Kelimeler: başlayan

Başlayan kelimesi cümle içinde nasıl kullanılır?


1. Bir şey düşünmüyor, sadece kafasının içinden birdenbire hızla geçmeye başlayan bir hatıralar şeridinin durmasını bekliyordu.


2. Şahindenin gitgide bir yılan gibi parlamaya başlayan gözlerinin kamçısı hiç Yusuf un üzerinden eksilmeyecek miydi?


3. Fakat gözlerini tekrar etrafta dolaştırırken, aşağıda mor bir duman tabakasıyla örtülmeye başlayan kasabayı gördü ve irkildi.


4. Hilmi Beylerin konağının ihtişamı, kendisine ana ve oğuldan tekrar yağmaya başlayan hediyelerin cazibesi de bu yaklaşmada ayrıca amil olmaktaydı.


5. Nasıl olur, Yarabbi, nasıl olur da Yusuf hiçbir şeyi sezmez, yavaş yavaş bütün Edremitte çalkanmaya başlayan dedikoduların bir parçasını olsun duymazdı.


6. On kilometre kadar uzanan ağaçlı ve bahçeli bir araziden sonra başlayan bu deniz, bulutların arasından yer yer fırlayan güneşin altında kâh parlıyor, kâh kararıyordu.


7. Yusuf a bir fenalık yapılması ihtimali bile, bu iki ihtiyarın kafalarında Kaymakamın aleyhinde toplanmaya başlayan şüphelerin kuvvetlenip kanaat haline gelmesine ve adamın kısaca melun diye adlandırılmasına kifayet etmişti.


8. Fakat yeni yeni çıkmaya başlayan bir akşam rüzgârı minimini ve sert yapraklan hışırdatıyor ve sanki bu ihtiyar gövdeler canlanıyor, vücutlarındaki bir sürü kovuğu birer göz gibi kullanarak etrafa bakmıyordu.

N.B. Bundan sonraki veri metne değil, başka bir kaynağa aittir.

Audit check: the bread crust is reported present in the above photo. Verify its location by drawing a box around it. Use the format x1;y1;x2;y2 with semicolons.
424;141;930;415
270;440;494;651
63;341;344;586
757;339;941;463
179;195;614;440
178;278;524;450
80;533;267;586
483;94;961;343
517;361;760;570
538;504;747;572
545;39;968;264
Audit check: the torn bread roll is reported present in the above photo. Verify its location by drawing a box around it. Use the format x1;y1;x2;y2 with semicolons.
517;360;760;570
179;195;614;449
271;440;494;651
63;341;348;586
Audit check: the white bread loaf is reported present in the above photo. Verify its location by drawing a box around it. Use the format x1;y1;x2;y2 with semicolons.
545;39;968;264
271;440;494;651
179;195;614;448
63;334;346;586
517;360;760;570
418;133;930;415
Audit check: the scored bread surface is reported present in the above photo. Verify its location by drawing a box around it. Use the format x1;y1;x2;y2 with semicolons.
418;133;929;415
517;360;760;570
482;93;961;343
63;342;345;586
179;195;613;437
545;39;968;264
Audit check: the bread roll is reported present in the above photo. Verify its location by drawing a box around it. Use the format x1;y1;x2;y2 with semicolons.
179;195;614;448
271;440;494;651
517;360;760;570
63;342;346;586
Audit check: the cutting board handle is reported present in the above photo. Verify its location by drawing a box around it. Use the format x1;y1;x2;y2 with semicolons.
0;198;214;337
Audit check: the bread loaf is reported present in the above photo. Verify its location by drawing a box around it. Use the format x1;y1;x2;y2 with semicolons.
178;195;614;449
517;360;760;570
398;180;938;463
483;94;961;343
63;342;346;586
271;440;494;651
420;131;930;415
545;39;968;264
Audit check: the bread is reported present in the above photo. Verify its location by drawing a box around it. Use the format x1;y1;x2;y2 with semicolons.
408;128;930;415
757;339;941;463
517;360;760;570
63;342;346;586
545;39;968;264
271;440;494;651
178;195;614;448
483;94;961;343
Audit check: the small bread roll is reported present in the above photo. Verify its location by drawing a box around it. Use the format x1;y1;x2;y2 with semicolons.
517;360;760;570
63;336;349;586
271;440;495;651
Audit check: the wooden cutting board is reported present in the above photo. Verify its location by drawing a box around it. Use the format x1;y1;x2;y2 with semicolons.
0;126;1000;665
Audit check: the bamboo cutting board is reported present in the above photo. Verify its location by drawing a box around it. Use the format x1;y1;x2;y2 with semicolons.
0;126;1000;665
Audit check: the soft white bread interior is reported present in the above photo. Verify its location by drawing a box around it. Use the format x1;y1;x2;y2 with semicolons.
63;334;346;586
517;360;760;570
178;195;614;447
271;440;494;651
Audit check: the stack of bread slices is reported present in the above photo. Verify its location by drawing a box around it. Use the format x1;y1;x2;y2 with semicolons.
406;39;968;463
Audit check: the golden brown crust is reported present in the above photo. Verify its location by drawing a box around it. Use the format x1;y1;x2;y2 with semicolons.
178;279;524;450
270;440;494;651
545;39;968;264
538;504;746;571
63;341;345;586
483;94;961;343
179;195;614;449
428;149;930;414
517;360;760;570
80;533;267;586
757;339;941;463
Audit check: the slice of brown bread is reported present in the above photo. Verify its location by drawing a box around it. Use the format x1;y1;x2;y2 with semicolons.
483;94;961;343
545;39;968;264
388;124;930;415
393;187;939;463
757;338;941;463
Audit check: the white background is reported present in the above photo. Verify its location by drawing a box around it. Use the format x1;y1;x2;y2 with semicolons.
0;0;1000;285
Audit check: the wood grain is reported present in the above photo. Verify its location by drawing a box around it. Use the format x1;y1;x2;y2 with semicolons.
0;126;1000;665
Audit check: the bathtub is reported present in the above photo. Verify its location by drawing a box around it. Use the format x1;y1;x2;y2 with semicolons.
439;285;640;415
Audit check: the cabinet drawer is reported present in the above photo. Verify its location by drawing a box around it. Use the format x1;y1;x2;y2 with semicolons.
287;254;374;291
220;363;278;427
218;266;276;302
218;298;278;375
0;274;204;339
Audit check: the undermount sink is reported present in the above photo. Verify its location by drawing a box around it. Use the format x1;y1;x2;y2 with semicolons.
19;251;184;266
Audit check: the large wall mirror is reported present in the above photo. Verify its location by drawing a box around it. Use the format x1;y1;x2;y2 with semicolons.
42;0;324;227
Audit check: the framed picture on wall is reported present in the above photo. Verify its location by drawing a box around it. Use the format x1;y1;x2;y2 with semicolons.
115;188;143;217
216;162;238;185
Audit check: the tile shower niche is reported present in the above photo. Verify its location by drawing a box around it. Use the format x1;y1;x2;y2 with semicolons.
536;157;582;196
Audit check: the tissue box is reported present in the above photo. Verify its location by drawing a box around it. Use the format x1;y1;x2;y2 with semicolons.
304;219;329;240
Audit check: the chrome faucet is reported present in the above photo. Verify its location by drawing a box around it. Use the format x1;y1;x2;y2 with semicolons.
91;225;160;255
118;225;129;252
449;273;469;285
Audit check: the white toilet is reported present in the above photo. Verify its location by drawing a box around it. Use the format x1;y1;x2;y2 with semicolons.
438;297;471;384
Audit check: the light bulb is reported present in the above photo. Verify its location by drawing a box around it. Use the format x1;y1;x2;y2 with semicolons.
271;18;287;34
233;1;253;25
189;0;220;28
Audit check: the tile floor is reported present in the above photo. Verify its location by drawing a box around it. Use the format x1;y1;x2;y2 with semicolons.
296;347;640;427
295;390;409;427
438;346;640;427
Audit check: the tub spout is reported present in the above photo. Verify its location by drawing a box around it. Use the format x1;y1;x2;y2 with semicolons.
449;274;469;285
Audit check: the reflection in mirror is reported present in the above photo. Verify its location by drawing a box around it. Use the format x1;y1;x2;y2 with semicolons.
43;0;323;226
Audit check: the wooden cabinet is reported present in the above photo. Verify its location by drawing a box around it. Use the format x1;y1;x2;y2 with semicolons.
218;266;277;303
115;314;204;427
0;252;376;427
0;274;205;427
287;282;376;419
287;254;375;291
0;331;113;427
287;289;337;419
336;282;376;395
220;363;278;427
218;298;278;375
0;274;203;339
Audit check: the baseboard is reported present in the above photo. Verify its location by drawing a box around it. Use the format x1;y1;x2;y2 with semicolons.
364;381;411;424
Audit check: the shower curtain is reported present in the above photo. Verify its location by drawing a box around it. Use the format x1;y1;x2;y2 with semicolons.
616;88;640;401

9. İlk zamanlarda Yusuf a karşı müthiş bir hiddet, hatta kin duymaya başlayan, sonra yavaş yavaş bu kızgınlığı büyük bir teessüre çevrilen Muazzez, son zamanlarda Yusuf un halinden korkmaya başlamıştı.


10. Yaşlandıkça düzgüne merak saran, saçlarını acayip otlarla boyayan, kaşlarına çatma rastık çeken ve ahbaplarıyla dostluğu yavaş yavaş dedikodulu bir hal almaya başlayan bu kadın, hatta hiç eve gelmese daha iyi olacaktı.


11. Otuz yaşından beri kendini azar azar hissettiren ve onu gitgide uzun yol yürümekten, merdiven çıkmaktan menetmeye başlayan ve bazen, rakıyı fazla içtiği zamanlar, ona sıkıntılı bir gece geçirten bu hastalık, birdenbire artıvermişti.


12. Dünyadan elini eteğini kesmiş bir kasabanın gene dünya ile pek alakası olmayan bir kaymakamı vardı ve o şimdi burası ile bağlarını büsbütün keserek kasabayı ve halkını, zamanın müthiş bir süratle dönmeye başlayan ve sarsıntıları buralara kadar gelen çarkına terk etmişti.


13. Kasabanın en iyi suyu olan bu çeşmenin başı, bilhassa akşam üzerleri, mahşere dönerdi; testiyi taktıkları kolun mukabil tarafına meylederek ağızlarında sakız, çıplak ayaklarında nalınla gelen yetişkin kızlar; emzikli toprak bir ibrik ile ıkına sıkına gelen ve karanlığa kalınca ağlamaya başlayan çocuklar; ellerinde iki teneke, saçları ortadan ayrılmış, beyaz önlüklü kahveci çırakları hep burada toplaşırlar, konuşurlar ve sıra kavgası ederler, sonra kaplarını doldurup giderlerdi.